Discussion in 'Hardware' started by gnome, Oct 16, 2007.

  1. there are two types of solid state drives, the inexpensive ones like the flash usb key drives and the ones that sit in hd cases meant to replace sata/ide drives. the latter are expensive but they are fast in real-world performance.

    however, a 15000rpm sas drive still blows the doors off anything out there, including the ssd drives and raid arrays of 7200rpm drives.

    right now the only reasons to consider ssd are durability and power consumption. for performance, the 15000rpm drives are better and they're cheaper, byte-for-dollar.
     
    #21     Nov 7, 2007
  2. My RAID0 WD 74 gig Raptors: ( http://www.newegg.com/Product/Product.asp?Item=N82E16822136033 )

    HD Tune: Intel Raid 0 Volume Benchmark

    Transfer Rate Minimum : 97.1 MB/sec
    Transfer Rate Maximum : 138.7 MB/sec
    Transfer Rate Average : 121.1 MB/sec
    Access Time : 8.1 ms
    Burst Rate : 106.4 MB/sec
    CPU Usage : 3.1%

    Running with a Quad core Pent and 4 gigs of pc8500 memory.

    I'm happy :)
     
    #22     Nov 7, 2007
  3. GTS

    GTS

    What 15k drive blows the door off an SSD drive with specs of 120Mbps/100 MBps Read/Write and nearly zero access time?
     
    #23     Nov 7, 2007
  4. Actually, I quite enjoy that noise compared to a 7200rpm HDD. I know I'm getting my money's worth when it's doing some intensive seeking.
     
    #24     Nov 8, 2007
  5. not that mfr specs mean jack, but since you asked...

    15000 rpm sas drives by seagate have specs of over 175mb/sec for reading.

    notice how that article says the samsung ssd beats any "consumer grade" hard drive. in other words, they won't out-perform a 15k sas.
     
    #25     Nov 8, 2007
  6. GTS

    GTS

    http://www.superssd.com/products/tera-ramsan/

    Tera-RamSan Details

    Up to 1 Terabyte of non-volatile DDRRAM in 24U.
    Unlimited overall capacity
    Over 3.2 million random I/O requests per second.
    Over 24 GB/second of random sustainable data bandwidth.
    Up to 512 physical LUNs.
    Requires 2,500 watts of power.
    Up to 8 independent non-volatile solid state disks (SSD) modules.
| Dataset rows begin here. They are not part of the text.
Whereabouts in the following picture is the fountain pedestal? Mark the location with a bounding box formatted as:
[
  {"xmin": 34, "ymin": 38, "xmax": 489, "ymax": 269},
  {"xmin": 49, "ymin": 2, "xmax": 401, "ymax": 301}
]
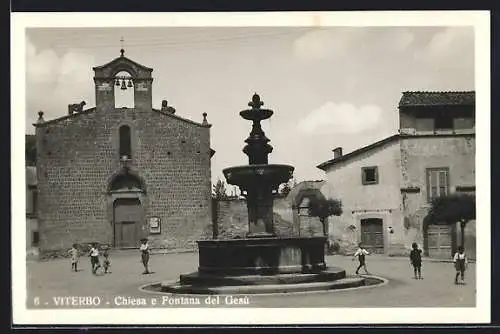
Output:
[{"xmin": 161, "ymin": 94, "xmax": 370, "ymax": 294}]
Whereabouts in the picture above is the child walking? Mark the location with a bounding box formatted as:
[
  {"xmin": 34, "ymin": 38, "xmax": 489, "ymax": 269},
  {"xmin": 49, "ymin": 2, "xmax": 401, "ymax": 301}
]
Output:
[
  {"xmin": 354, "ymin": 243, "xmax": 370, "ymax": 275},
  {"xmin": 139, "ymin": 238, "xmax": 149, "ymax": 274},
  {"xmin": 410, "ymin": 242, "xmax": 423, "ymax": 279},
  {"xmin": 102, "ymin": 247, "xmax": 111, "ymax": 274},
  {"xmin": 453, "ymin": 246, "xmax": 467, "ymax": 284},
  {"xmin": 89, "ymin": 243, "xmax": 101, "ymax": 274},
  {"xmin": 69, "ymin": 244, "xmax": 80, "ymax": 272}
]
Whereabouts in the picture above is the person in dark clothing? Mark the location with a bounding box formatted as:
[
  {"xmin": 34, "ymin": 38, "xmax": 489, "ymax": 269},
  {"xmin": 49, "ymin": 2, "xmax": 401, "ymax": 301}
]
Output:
[
  {"xmin": 354, "ymin": 243, "xmax": 370, "ymax": 275},
  {"xmin": 139, "ymin": 238, "xmax": 150, "ymax": 274},
  {"xmin": 410, "ymin": 242, "xmax": 422, "ymax": 279},
  {"xmin": 453, "ymin": 246, "xmax": 467, "ymax": 284}
]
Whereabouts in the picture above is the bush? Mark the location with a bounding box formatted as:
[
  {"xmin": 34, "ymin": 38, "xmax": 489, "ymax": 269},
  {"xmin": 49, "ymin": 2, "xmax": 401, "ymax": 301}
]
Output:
[{"xmin": 326, "ymin": 241, "xmax": 340, "ymax": 255}]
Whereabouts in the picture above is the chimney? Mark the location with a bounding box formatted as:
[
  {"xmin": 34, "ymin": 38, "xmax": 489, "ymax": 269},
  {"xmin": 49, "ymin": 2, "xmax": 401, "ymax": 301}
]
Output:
[
  {"xmin": 333, "ymin": 147, "xmax": 342, "ymax": 159},
  {"xmin": 161, "ymin": 100, "xmax": 175, "ymax": 114}
]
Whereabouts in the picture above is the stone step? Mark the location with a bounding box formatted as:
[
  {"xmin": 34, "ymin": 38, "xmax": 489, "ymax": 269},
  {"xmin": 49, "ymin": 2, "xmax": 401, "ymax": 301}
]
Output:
[
  {"xmin": 161, "ymin": 277, "xmax": 366, "ymax": 294},
  {"xmin": 180, "ymin": 267, "xmax": 346, "ymax": 287}
]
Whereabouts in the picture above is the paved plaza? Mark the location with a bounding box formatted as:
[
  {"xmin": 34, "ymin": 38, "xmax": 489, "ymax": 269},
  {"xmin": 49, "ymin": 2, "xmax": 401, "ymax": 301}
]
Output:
[{"xmin": 27, "ymin": 251, "xmax": 476, "ymax": 307}]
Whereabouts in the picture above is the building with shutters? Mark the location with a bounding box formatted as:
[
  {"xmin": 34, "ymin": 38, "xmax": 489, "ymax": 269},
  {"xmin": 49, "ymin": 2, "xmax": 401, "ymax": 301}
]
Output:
[
  {"xmin": 26, "ymin": 165, "xmax": 39, "ymax": 258},
  {"xmin": 317, "ymin": 92, "xmax": 475, "ymax": 258},
  {"xmin": 34, "ymin": 49, "xmax": 215, "ymax": 252}
]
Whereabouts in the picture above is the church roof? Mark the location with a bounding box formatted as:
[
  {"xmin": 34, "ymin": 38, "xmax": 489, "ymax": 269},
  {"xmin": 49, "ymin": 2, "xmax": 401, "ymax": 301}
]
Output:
[
  {"xmin": 92, "ymin": 56, "xmax": 153, "ymax": 72},
  {"xmin": 33, "ymin": 107, "xmax": 96, "ymax": 127},
  {"xmin": 33, "ymin": 107, "xmax": 212, "ymax": 127},
  {"xmin": 316, "ymin": 134, "xmax": 401, "ymax": 171},
  {"xmin": 153, "ymin": 108, "xmax": 212, "ymax": 127},
  {"xmin": 399, "ymin": 91, "xmax": 475, "ymax": 107}
]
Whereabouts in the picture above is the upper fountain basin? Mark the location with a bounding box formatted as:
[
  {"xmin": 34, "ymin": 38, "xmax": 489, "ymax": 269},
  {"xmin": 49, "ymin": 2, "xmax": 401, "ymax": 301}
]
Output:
[
  {"xmin": 240, "ymin": 109, "xmax": 274, "ymax": 121},
  {"xmin": 222, "ymin": 164, "xmax": 294, "ymax": 188}
]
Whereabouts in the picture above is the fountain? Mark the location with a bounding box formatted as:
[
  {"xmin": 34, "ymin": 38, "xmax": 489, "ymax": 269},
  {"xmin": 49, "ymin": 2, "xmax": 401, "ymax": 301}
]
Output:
[{"xmin": 161, "ymin": 94, "xmax": 376, "ymax": 294}]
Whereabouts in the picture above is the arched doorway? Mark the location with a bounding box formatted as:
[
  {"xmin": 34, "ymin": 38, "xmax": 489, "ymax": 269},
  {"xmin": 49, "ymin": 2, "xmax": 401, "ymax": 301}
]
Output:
[
  {"xmin": 108, "ymin": 172, "xmax": 145, "ymax": 248},
  {"xmin": 113, "ymin": 198, "xmax": 142, "ymax": 248},
  {"xmin": 361, "ymin": 218, "xmax": 384, "ymax": 253}
]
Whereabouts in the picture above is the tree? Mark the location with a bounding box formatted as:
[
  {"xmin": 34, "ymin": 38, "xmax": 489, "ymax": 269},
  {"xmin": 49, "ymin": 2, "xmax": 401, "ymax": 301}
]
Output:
[
  {"xmin": 280, "ymin": 182, "xmax": 292, "ymax": 197},
  {"xmin": 424, "ymin": 194, "xmax": 476, "ymax": 246},
  {"xmin": 212, "ymin": 179, "xmax": 229, "ymax": 200},
  {"xmin": 308, "ymin": 197, "xmax": 342, "ymax": 237}
]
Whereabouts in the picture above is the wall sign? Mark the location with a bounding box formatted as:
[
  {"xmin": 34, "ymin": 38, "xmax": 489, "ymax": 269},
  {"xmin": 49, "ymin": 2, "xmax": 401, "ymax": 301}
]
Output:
[
  {"xmin": 149, "ymin": 217, "xmax": 161, "ymax": 234},
  {"xmin": 97, "ymin": 82, "xmax": 113, "ymax": 91}
]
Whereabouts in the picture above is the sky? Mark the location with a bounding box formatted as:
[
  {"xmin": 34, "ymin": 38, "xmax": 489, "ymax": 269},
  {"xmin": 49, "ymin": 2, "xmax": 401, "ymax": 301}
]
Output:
[{"xmin": 26, "ymin": 26, "xmax": 474, "ymax": 187}]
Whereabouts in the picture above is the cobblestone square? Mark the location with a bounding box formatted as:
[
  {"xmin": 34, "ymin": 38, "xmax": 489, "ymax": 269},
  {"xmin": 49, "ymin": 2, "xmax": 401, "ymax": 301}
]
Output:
[{"xmin": 27, "ymin": 251, "xmax": 476, "ymax": 308}]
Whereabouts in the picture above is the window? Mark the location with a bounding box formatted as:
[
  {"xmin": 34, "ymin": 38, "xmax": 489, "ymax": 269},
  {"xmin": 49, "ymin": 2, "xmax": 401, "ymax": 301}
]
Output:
[
  {"xmin": 32, "ymin": 190, "xmax": 38, "ymax": 217},
  {"xmin": 434, "ymin": 111, "xmax": 453, "ymax": 130},
  {"xmin": 427, "ymin": 168, "xmax": 449, "ymax": 202},
  {"xmin": 31, "ymin": 231, "xmax": 40, "ymax": 247},
  {"xmin": 119, "ymin": 125, "xmax": 132, "ymax": 159},
  {"xmin": 361, "ymin": 167, "xmax": 378, "ymax": 185}
]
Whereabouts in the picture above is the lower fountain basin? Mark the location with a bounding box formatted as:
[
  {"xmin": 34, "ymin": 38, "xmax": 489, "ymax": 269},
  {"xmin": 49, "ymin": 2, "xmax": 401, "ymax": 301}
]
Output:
[
  {"xmin": 223, "ymin": 164, "xmax": 294, "ymax": 189},
  {"xmin": 198, "ymin": 237, "xmax": 326, "ymax": 276}
]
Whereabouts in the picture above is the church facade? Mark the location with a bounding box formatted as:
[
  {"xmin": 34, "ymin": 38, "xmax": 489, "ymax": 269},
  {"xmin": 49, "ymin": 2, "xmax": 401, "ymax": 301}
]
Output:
[{"xmin": 34, "ymin": 50, "xmax": 215, "ymax": 252}]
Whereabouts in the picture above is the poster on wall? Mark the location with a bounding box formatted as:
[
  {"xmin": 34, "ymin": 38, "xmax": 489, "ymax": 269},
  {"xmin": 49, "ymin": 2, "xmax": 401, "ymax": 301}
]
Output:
[{"xmin": 149, "ymin": 217, "xmax": 161, "ymax": 234}]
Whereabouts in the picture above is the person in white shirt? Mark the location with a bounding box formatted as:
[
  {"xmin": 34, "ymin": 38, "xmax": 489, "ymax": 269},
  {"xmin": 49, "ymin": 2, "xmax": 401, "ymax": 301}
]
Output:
[
  {"xmin": 89, "ymin": 243, "xmax": 100, "ymax": 274},
  {"xmin": 453, "ymin": 246, "xmax": 467, "ymax": 284},
  {"xmin": 139, "ymin": 238, "xmax": 150, "ymax": 274},
  {"xmin": 354, "ymin": 243, "xmax": 370, "ymax": 275}
]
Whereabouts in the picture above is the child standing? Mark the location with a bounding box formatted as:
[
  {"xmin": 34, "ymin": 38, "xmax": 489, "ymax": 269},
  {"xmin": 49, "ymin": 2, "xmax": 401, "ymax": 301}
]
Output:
[
  {"xmin": 69, "ymin": 244, "xmax": 80, "ymax": 272},
  {"xmin": 102, "ymin": 247, "xmax": 111, "ymax": 274},
  {"xmin": 410, "ymin": 242, "xmax": 422, "ymax": 279},
  {"xmin": 139, "ymin": 238, "xmax": 149, "ymax": 274},
  {"xmin": 89, "ymin": 243, "xmax": 100, "ymax": 274},
  {"xmin": 354, "ymin": 243, "xmax": 370, "ymax": 275},
  {"xmin": 453, "ymin": 246, "xmax": 467, "ymax": 284}
]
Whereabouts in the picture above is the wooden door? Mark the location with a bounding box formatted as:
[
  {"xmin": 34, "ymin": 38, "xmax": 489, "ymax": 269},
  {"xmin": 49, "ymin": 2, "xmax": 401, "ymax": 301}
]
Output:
[
  {"xmin": 427, "ymin": 225, "xmax": 454, "ymax": 259},
  {"xmin": 361, "ymin": 218, "xmax": 384, "ymax": 253},
  {"xmin": 114, "ymin": 198, "xmax": 142, "ymax": 248}
]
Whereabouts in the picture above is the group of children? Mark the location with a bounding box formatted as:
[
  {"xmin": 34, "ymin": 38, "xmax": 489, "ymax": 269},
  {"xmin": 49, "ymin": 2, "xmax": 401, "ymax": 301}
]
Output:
[
  {"xmin": 69, "ymin": 238, "xmax": 150, "ymax": 275},
  {"xmin": 354, "ymin": 242, "xmax": 467, "ymax": 284}
]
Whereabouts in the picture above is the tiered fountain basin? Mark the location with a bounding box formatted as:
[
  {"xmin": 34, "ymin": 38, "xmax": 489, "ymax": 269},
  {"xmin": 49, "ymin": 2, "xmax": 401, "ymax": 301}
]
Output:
[
  {"xmin": 223, "ymin": 164, "xmax": 294, "ymax": 189},
  {"xmin": 160, "ymin": 237, "xmax": 380, "ymax": 294}
]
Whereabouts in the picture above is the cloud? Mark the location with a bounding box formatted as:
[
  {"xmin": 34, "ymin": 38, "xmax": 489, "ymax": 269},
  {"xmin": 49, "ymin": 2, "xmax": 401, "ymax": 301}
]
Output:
[
  {"xmin": 293, "ymin": 27, "xmax": 414, "ymax": 61},
  {"xmin": 297, "ymin": 102, "xmax": 382, "ymax": 135},
  {"xmin": 26, "ymin": 39, "xmax": 95, "ymax": 130},
  {"xmin": 415, "ymin": 27, "xmax": 474, "ymax": 67}
]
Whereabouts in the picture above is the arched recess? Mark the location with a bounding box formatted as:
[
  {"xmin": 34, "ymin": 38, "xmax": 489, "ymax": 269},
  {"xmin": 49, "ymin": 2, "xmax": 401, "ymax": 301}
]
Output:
[
  {"xmin": 292, "ymin": 188, "xmax": 328, "ymax": 235},
  {"xmin": 114, "ymin": 71, "xmax": 135, "ymax": 108},
  {"xmin": 107, "ymin": 170, "xmax": 148, "ymax": 248}
]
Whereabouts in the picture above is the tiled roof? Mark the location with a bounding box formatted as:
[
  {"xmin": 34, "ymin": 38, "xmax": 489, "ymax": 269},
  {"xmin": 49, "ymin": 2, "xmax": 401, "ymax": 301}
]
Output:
[
  {"xmin": 26, "ymin": 166, "xmax": 37, "ymax": 186},
  {"xmin": 399, "ymin": 91, "xmax": 476, "ymax": 107},
  {"xmin": 316, "ymin": 134, "xmax": 400, "ymax": 171},
  {"xmin": 316, "ymin": 133, "xmax": 475, "ymax": 171}
]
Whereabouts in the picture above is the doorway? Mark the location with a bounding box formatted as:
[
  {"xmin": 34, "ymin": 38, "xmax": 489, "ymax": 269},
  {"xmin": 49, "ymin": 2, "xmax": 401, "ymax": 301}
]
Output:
[
  {"xmin": 361, "ymin": 218, "xmax": 384, "ymax": 254},
  {"xmin": 113, "ymin": 198, "xmax": 142, "ymax": 248}
]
Each SSD module is a RamSan-400, including 128 GB of DDRRAM and up to eight 4-Gbit Fibre Channel connections or four 4x InfiniBand ports.

    http://www.computerworld.com/action/article.do?command=viewArticleBasic&articleId=9047158

    BitMicro unveils 1.6TB solid state disk drive

    November 15, 2007 (TechWorld.com) -- BitMicro has announced a flash memory-based solid state drive (SSD) with wide-ranging capacities of up to 1.6TB.

    The drive, which comes in a 3.5-in. format and supports 4Gbit/sec. Fibre Channel connectivity, could take on a core element of the hard disk drive market, which uses the same format.

    SSDs access data in microseconds, instead of the millliseconds that traditional hard drives use to retrieve data. The BitMicro E-Disk Altima 4Gb FC delivers more than 55,000 I/O operations per second (IOPS) and has a sustained data transfer rate over 230MB/sec. By comparison, a fast hard drive for example will run at around 300 IOPS.
     
    #26     Nov 16, 2007
  7. gnome

    gnome

    SanDisk has a new product... a PCIEx1 card with 8 or 16G of memory... to run in concert with magnetic drives and cache virtually your entire setup... at least the OS + nearly all apps you might have running at once.

    Will work like a virtual machine, but any write/saves would also be written to the hard drive.

    Sort of a bridge between magnetic HDs and SSD's. Sounds smart if it works well and is properly priced. Supposed to be available in early '08.
     
    #27     Nov 16, 2007
  8. nitro

    nitro

    That is not clear when you put it up against RAID. Only when you consider drives one to one without RAID is that true.

    nitro
     
    #28     Nov 18, 2007
  9. nitro

    nitro

    Of course that is the right thing to do.

    nitro
     
    #29     Nov 18, 2007
  10. I don't think RAID changes the situation. RAID performance improvements come with a boat load of caveats. And of course, if you're made of money you could always put together a RAID of flash drives.

    If you're using RAID for high capacity then obviously SSDs can't compete. If you need performance, SSDs are very soon going to be the only game in town.